Tuesday, December 05, 2006

My Son's Upsheren (3rd birthday)

My son was born with shoulder length, beautiful dark brown wavy hair. So by the time he was 3 years old, his uncut hair was in his face most of the time and I couldn’t wait to cut it. You see, my beloved wife is Jewish, and it is her tradition to wait until the child’s 3rd birthday to cut their hair (called an upsheren). This is a beautiful tradition, which symbolizes the pureness of children and the fact that they come straight from God. It is a way to honor their sacred innocence.

During the days before my son’s 3rd birthday, my wife and I told him about the upsheren ceremony, and that his hair would be cut in front of those gathered for this special day. He was excited, and a little wary. I felt pretty much the same way. Truthfully, it drove me crazy the way his hair would fall into his food when he was eating, and then it would stick to the sides of his face. And he hated washing it, which I wanted to do every night before he went to bed. For these reason’s, I was anxious for the day to come when I would cut his hair. But I had other feelings that came up during the actual ceremony that I was unprepared for.

His upsheren was at our house with about 30 people and the rabbi present. My son’s long beautiful hair was pulled backed into one thick ponytail, and the ceremony was just about to begin. Suddenly I looked at him and I felt a sadness start to come up inside me. My son was about to loose some part of his innocence for the first time. My eyes were starting to tear up with this realization, and then it was time for me to stand up behind him holding the scissors while the rabbi said a few words. My son was silent and still, bravely holding in his anxiety with everyone watching him. It was unknown territory that he was about to find himself in. Then it was time. I held his banded hair in one hand while I started to cut with the other. That’s when it hit me; this was not the first time that I had cut away some of my son’s purity, breaking his outer connection to some divine and sacred past.

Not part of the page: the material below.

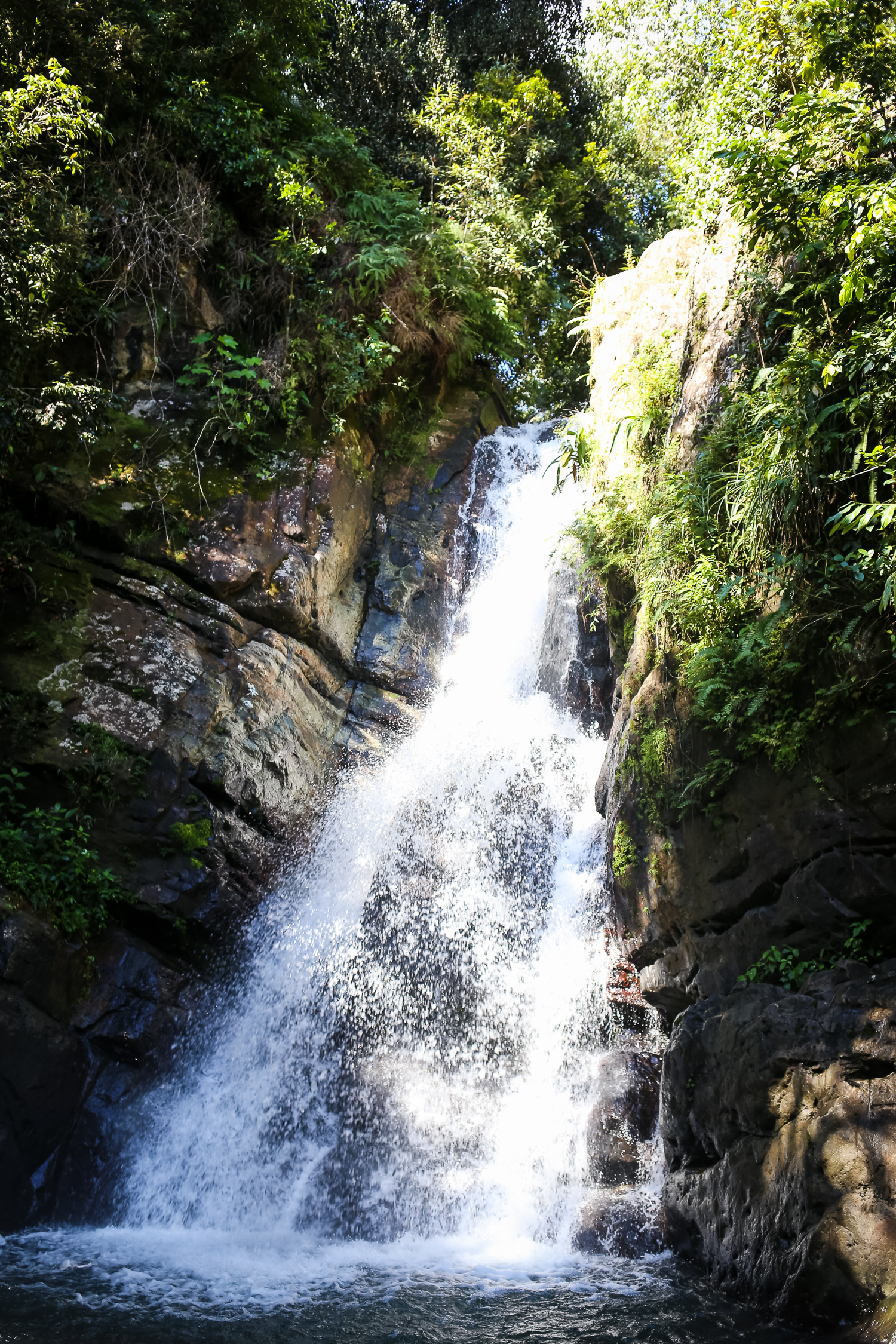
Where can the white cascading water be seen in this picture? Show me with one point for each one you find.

The first time was when I cut his unbiblical cord right after he was born.

As I worked the scissors on his thick band of hair, I suddenly hand a very profound experience of being in 2 places at once. I could never before that point have understood how this would be possible, but emotionally I was truly in both places in that one moment of time. As I was cutting his hair I was also cutting his cord. Time and space no longer separated the two events. And after I cut his hair, I cried. Gone were the days of strangers asking me what my daughters name was for clearly now he was a boy with short hair, and I felt joy and I felt sadness simultaneously. It was amazing, and I was overwhelmed by my own emotions.

As for my son, he was pretty quiet about it for the first day. The following day he told me how much he loved his hair short. “Thank you!” he said. It was the most profound “thank you” that I have ever heard.